HAPPINESS MADE PERFECT

Those who in this life love in perfection, if such there be, in proportion as their love has no struggles, see God darkly and through a veil. For when duty and pleasure are absolutely co-incident, the very nature of our organisation necessitates that duty will be contemplated as the symbol of pleasure, instead of pleasure being (as in a future life we have faith it will be) the symbol of duty. For herein lies the distinction between human and angelic happiness.
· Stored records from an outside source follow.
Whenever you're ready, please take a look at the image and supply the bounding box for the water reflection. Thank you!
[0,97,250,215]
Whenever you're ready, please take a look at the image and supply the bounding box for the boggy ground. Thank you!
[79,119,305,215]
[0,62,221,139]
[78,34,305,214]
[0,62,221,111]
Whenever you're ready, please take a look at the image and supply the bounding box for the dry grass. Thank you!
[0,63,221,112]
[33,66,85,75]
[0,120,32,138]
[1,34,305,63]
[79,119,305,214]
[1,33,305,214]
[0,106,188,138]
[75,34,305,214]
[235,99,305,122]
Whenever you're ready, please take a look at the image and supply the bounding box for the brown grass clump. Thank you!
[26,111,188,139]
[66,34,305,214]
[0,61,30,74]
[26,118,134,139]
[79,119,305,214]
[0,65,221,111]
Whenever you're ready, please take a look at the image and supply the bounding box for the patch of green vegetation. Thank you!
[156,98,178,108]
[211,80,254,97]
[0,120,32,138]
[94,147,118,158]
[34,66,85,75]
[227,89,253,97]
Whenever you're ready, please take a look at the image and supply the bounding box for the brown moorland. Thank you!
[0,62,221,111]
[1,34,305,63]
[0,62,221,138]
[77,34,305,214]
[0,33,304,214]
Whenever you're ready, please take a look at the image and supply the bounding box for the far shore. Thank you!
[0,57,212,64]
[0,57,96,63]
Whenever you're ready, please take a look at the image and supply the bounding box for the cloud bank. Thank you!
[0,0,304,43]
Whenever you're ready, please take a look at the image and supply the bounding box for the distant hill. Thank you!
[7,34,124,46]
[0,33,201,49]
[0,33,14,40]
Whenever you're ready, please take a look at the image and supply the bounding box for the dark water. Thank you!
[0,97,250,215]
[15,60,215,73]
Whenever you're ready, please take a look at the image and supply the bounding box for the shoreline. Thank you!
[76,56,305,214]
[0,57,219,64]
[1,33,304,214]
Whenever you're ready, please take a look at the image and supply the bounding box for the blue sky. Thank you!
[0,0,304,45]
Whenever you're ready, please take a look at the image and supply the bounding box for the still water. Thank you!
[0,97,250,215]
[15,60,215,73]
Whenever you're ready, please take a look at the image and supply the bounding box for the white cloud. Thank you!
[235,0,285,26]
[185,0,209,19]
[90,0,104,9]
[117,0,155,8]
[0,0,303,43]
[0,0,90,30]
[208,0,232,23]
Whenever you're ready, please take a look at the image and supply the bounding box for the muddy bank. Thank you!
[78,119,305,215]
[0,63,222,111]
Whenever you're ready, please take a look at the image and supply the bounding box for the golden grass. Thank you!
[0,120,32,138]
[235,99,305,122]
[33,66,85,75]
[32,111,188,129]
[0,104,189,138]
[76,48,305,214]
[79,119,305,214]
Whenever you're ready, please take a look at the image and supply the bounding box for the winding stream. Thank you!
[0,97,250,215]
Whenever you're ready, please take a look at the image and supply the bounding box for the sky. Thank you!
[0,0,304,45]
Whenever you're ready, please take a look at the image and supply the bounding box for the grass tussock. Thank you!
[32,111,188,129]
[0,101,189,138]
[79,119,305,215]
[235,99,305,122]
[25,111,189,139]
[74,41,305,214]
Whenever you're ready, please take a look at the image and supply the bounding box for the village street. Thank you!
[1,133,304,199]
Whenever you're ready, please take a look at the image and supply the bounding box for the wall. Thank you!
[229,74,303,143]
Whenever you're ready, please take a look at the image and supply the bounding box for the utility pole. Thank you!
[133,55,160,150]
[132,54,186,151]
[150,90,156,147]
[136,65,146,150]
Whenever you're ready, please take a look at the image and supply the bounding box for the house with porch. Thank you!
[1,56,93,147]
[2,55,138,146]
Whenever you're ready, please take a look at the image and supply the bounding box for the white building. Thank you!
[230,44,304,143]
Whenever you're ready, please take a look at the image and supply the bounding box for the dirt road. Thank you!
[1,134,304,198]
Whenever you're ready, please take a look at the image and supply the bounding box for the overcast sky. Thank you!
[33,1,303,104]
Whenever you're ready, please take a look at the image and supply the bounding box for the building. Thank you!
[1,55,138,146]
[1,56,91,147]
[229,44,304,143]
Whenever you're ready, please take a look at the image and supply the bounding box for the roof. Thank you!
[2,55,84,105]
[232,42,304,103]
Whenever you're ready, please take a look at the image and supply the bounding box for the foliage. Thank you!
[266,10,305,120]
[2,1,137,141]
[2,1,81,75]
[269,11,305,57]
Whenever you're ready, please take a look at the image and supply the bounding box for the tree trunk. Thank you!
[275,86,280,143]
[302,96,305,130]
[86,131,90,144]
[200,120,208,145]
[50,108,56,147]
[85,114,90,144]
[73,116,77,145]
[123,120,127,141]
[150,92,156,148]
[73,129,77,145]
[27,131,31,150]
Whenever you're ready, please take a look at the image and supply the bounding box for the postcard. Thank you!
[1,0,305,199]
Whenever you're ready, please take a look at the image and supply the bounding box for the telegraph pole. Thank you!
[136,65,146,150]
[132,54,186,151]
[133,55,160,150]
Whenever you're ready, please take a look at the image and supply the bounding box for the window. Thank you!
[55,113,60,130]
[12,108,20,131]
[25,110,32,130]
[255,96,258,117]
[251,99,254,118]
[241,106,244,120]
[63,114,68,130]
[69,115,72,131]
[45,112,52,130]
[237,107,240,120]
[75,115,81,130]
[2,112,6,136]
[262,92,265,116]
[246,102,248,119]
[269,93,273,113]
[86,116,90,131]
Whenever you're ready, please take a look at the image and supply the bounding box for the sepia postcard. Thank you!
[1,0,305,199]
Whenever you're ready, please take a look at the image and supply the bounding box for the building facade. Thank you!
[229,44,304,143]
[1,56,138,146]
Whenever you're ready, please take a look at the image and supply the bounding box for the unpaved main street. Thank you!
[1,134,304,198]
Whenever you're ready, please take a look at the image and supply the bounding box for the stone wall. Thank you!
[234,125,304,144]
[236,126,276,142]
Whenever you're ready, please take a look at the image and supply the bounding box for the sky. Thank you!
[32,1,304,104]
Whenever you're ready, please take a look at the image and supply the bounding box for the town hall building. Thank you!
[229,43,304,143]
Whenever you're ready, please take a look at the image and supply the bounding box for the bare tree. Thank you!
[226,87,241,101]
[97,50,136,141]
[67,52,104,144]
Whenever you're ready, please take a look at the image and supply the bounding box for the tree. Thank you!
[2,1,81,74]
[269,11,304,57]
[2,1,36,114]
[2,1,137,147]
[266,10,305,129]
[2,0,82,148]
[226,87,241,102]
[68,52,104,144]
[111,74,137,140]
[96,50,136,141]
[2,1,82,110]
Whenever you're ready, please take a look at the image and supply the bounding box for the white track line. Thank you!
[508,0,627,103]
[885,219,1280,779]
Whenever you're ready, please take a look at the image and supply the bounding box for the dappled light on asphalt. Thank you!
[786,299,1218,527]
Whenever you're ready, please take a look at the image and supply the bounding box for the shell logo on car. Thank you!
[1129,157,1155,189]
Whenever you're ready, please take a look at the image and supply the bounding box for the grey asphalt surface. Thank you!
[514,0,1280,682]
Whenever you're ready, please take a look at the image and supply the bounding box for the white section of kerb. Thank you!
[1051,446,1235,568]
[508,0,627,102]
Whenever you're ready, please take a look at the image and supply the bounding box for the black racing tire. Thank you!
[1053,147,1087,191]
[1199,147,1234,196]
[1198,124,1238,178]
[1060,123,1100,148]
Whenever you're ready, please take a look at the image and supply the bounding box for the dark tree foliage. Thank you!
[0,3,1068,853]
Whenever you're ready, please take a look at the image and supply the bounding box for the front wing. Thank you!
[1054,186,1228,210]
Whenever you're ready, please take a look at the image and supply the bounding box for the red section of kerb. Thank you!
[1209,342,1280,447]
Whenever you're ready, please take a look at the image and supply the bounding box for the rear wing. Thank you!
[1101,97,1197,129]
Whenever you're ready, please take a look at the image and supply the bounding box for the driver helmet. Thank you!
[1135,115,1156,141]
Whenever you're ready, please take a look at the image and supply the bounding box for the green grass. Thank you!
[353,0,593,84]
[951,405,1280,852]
Humanly happy I call him who in enjoyment finds his duty; angelically happy he, who seeks and finds his duty in enjoyment.

Happiness in general may be defined, not the aggregate of pleasurable sensations—for this is either a dangerous error and the creed of sensualists, or else a mere translation or wordy paraphrase—but the state of that person who, in order to enjoy his nature in the highest manifestation of conscious feeling, has no need of doing wrong, and who, in order to do right, is under no necessity of abstaining from enjoyment.

[Vide Life of S. T. C., by James Gillman, 1838, pp. 176-78.]


THOUGHT AND THINGS

Thought and reality are, as it were, two distinct corresponding sounds, of which no man can say positively which is the voice and which the echo.